Sebastian Kurz (ÖVP) ist mit Heinz-Christian Strache (FPÖ) mehr einig als mit einigen seiner Teilorganisationen. Die haben die Umfärbung von schwarz auf türkis noch nicht lückenlos vollzogen, sind über manches nicht so glücklich, indes ohne Kurz wäre die Volkspartei völlig abgestürzt, daher werden jene vorerst schweigen oder nur gelegentlich ihren Unmut äußern. Momentan hat Kurz seine Partei so fest im Griff wie Strache die seine. Für die ÖVP ist das zweifellos etwas Neues.

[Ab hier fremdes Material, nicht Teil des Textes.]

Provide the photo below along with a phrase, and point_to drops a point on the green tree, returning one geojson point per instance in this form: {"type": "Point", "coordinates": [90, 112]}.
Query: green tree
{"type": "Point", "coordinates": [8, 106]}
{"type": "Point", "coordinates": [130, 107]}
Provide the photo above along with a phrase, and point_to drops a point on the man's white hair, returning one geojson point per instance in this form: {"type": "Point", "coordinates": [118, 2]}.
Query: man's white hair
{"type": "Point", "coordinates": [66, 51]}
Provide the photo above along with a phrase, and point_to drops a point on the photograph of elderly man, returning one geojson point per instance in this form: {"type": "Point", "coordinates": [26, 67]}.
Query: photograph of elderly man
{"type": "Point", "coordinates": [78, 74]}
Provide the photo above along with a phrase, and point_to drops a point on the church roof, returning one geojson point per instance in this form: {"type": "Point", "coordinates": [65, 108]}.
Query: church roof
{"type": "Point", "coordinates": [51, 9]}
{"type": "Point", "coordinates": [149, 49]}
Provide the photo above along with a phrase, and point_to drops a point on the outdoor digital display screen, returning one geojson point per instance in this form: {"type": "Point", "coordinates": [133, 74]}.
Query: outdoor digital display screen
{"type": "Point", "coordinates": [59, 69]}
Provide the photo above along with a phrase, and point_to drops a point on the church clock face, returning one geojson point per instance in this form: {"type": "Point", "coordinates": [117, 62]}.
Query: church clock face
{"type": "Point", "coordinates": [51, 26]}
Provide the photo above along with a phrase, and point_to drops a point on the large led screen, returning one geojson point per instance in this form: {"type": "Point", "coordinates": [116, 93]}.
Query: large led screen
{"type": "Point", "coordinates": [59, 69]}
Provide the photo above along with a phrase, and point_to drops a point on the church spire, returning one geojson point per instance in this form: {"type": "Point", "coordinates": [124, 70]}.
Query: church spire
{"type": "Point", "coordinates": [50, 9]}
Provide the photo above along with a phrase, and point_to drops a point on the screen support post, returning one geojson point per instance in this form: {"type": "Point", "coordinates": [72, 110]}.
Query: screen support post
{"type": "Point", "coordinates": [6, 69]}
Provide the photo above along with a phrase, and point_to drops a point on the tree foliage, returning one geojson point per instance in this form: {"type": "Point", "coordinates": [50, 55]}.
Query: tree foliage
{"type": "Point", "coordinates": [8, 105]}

Die Gespräche ließen jedenfalls keine Friktionen erkennen. Im Gegenteil, fast glaubte man es mit einer neuen Einheitspartei zu tun zu haben, einer FPÖVP. Wo es keine Differenzen mehr gibt, müssen diese auch nicht ausgeräumt werden. Es lief wie geschmiert und es war auch nicht anders zu erwarten. Nachdem die FPÖ jeden Sozialpopulismus zugunsten blankem Neoliberalismus hat fahren lassen und die Positionen der ÖVP in der sogenannten Ausländerfrage ungefähr die der Freiheitlichen sind, waren die Hürden überwunden. Einer Koalition steht also nichts im Wege. Kurz ist Kanzler und Strache sein Vize. Der FPÖ-Chef wollte seinen Posten ursprünglich unter dem Titel eines Heimatschutzministers beziehen. Das hat ihm aber der Bundespräsident in den letzten Tagen noch ausgeredet. An der inhaltlichen Ausrichtung wird das aber nichts ändern, noch dazu wenn man bedenkt, dass die Konservativen den Rechtspopulisten auch das Innen- und das Verteidigungsministerium überlassen haben.
Die ÖVP ist ganz auf FPÖ-Linie und die FPÖ gibt sich staatstragend und gemäßigt. Der rüpelhafte Ton wurde beinahe völlig abgelegt. Selbst Bundespräsident Alexander Van der Bellen, der einzelne Minister ablehnen könnte, gibt sich zufrieden und will der neuen Regierung keinen Stein in den Weg legen. Auch die EU nicht. Sie hat sich schon im Jahr 2000 mit den Sanktionen gegen das Bündnis Schüssel-Haider die Finger verbrannt und wird sich hüten ihre Mitgliedsstaaten ein zweites Mal zu Sanktionen greifen zu lassen. Anstatt aufgeschreckt ist man abgestumpft. Dass diese Regierung nun weniger rechts sein wird als jene, ist freilich nicht anzunehmen.
Das marktradikale Lager schreit schon nach seinen Weihnachtsgeschenken. Der Chefredakteur der konservativen Wiener Presse, Rainer Nowak, verlangt eine „wirtschaftsliberale Durchforstung“ um das „Arbeitsinspektorenstandgericht“ (sic!) zurückzudrängen. Gemeinsam ist ihnen allen der selige Wunsch nach dem 12-Stunden-Tag. Konkret soll per Gesetz die täglich zulässige Höchstarbeitszeit auf zwölf Stunden ausgeweitet werden, die wöchentlich mögliche Arbeitszeit auf 60 Stunden. Ganz banal geht es auch darum, Überstunden als Regelstunden entlohnen zu können, um Kosten zu sparen. Da das Kapital in seinen Handlungen immer flinker werden muss, soll auch der Zugriff auf die Lebenszeit der Beschäftigten kein beschränkter sein, sondern ein rigoroser. Alle gesetzlichen Normierungen sind da ein Gräuel, „Arbeitsbereitschaft total“ ist angesagt. Kollektivverträge und Arbeitszeitbestimmungen geraten ins Rutschen. Nichts anderes ist gewollt. Die Demontage der Schutzgemeinschaften (Gewerkschaften, Arbeiterkammer, Betriebsrat) steht schon des Längeren auf der Agenda, nun wird sie forciert.
Ansonsten hören wir das Übliche: die Wirtschaft ist anzukurbeln, der Standort zu sichern, die Bürokratie abzubauen. Der Sermon lässt grüßen. Hoch gingen die Wogen nur, als man die schon geplante Verschärfung des Rauchverbots wieder zurücknahm. Österreich wird nicht neu, aber auch nicht um vieles rechter als es bisher schon gewesen ist. Doch es wird alles um eine Spur autoritärer und restriktiver, enger und engstirniger. Mehr als um die „Neuaufstellung des Landes“ (Nowak) geht es um die schlichte Neuverteilung desselben.